Niagara Gazette — Watching the 2014 Masters played around the spring environs of Augusta’s lush greens and azaleas, with dramatic shifts of fortune, particularly at water-laden Amen Corner, I thought: are we witnessing the inception of a new era in pro golf? But to be truly predictive, wouldn’t it be better to check out ball strikers at one of the nation’s premier amateur showcases held at NFCC during July – the Porter Cup? Probably.
Indeed, one of two players in the final pairing of the latest Masters was himself a recent, meteoric amateur. This Jordan Spieth — despite a few puerile bursts of temper for, say, curling his shot to “only” 10 feet on a pretty par 3 most would find daunting — demonstrated true aplomb for his callow age of 20, both in how he negotiated an iconic course, and how he spoke afterward about tying for runner-up at arguably the most significant of majors.

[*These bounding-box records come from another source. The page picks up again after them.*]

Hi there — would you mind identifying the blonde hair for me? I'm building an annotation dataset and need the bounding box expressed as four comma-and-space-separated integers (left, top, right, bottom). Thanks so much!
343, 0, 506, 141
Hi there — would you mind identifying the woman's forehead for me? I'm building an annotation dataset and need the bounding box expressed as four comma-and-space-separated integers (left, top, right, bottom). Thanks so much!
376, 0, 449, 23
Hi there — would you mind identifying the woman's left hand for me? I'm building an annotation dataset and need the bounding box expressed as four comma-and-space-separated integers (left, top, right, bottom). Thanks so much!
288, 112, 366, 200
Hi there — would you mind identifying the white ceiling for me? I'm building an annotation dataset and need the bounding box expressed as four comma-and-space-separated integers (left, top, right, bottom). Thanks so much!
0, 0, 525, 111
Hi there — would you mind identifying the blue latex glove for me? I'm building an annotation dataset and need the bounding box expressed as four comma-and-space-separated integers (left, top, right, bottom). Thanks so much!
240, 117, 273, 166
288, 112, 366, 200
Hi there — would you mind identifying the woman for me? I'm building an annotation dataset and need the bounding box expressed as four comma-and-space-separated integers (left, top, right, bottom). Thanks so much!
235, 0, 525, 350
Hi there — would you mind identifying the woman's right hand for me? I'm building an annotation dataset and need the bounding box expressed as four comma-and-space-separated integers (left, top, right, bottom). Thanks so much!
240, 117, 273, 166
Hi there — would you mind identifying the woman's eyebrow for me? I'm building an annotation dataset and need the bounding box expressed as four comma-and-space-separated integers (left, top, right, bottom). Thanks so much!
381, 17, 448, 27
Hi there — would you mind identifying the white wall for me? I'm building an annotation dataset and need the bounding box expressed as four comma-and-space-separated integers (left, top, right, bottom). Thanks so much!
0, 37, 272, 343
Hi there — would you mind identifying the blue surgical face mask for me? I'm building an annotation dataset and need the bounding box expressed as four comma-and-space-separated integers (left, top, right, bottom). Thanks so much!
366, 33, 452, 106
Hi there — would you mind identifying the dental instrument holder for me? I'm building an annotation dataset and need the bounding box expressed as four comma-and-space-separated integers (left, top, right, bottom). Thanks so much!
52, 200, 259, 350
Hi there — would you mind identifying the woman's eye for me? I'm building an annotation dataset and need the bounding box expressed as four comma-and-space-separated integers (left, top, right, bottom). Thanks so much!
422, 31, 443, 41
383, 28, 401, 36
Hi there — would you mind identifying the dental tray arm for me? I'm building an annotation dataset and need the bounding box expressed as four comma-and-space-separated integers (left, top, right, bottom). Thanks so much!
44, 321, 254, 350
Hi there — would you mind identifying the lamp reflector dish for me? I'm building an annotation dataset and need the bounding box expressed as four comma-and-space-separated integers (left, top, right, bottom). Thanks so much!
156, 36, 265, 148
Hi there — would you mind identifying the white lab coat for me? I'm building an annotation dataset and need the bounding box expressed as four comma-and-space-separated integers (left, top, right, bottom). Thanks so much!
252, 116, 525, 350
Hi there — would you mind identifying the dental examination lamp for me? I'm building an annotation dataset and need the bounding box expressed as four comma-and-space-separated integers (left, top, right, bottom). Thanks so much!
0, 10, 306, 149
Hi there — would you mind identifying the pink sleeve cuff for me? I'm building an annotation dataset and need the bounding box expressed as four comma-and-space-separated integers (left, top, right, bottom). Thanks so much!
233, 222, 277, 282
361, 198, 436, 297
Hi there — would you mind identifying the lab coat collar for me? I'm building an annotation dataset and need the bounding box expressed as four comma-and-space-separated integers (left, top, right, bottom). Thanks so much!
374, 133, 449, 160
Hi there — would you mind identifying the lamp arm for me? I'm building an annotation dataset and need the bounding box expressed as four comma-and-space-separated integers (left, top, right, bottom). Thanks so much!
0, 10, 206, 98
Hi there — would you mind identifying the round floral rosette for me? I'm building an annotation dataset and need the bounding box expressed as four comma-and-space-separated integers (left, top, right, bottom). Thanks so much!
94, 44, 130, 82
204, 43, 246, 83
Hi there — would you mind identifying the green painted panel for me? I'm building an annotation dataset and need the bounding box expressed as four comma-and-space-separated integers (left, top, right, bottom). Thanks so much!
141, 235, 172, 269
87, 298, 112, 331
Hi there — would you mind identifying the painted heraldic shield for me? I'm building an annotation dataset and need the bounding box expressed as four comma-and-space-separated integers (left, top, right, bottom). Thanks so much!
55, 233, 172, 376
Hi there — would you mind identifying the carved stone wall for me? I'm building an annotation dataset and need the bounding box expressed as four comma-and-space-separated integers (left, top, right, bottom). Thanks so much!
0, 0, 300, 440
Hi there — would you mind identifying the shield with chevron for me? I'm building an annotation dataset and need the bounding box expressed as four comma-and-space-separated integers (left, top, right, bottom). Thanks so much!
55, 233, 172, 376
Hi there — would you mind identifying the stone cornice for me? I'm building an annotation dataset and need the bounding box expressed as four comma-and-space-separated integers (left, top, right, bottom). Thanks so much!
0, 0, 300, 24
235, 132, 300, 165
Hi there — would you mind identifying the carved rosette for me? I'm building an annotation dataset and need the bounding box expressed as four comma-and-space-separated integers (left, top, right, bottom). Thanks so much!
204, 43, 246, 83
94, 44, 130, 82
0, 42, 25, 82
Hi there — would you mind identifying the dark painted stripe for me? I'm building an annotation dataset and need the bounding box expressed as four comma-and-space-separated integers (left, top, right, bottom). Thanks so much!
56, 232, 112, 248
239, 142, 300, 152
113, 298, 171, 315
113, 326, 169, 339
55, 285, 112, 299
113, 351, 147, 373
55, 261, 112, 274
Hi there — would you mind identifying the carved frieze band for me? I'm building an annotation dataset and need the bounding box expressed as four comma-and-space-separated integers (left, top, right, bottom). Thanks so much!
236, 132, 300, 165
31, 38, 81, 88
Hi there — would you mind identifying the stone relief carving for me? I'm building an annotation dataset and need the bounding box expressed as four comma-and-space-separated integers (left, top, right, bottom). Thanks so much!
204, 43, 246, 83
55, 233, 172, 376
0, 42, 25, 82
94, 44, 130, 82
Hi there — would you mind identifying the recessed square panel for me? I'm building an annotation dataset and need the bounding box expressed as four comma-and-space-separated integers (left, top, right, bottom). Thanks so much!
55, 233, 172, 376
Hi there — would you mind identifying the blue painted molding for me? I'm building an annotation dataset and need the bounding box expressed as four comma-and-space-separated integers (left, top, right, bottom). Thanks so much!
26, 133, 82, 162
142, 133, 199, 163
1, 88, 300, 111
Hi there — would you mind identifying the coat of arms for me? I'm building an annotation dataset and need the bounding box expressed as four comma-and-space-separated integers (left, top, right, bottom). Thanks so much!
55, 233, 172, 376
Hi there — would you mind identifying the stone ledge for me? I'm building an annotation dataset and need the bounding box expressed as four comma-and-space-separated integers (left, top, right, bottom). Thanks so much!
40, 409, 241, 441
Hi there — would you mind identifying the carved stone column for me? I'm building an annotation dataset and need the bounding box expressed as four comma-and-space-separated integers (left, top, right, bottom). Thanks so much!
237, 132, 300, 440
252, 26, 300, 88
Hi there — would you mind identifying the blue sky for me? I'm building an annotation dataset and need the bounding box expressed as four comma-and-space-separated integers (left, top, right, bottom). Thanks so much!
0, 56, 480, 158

The current Masters champ (for a second time), Bubba Watson, is himself no oldster, also American, and easily patronized, starting with the name alone. (And yet I sometimes think the patronized South, whence he hails, will have the last laugh — by taking things more slowly and ponderously than do northerners in today’s frenzied world!) One nationally-run columnist from Philly seemed non-plussed that a folksy young guy from a small town in north Florida could even get to this position of winning another Masters title. But why not?
Like Spieth, Watson has a decent, yet determined kind of nobility about him, as does the handsome Georgia Tech alum, Matt Kuchar, who also came close at this year’s Masters. And for a bit of spice you could throw in a young, but more oddly dressed Rickie Fowler. In sum, a new American contingent of contenders here? Perhaps.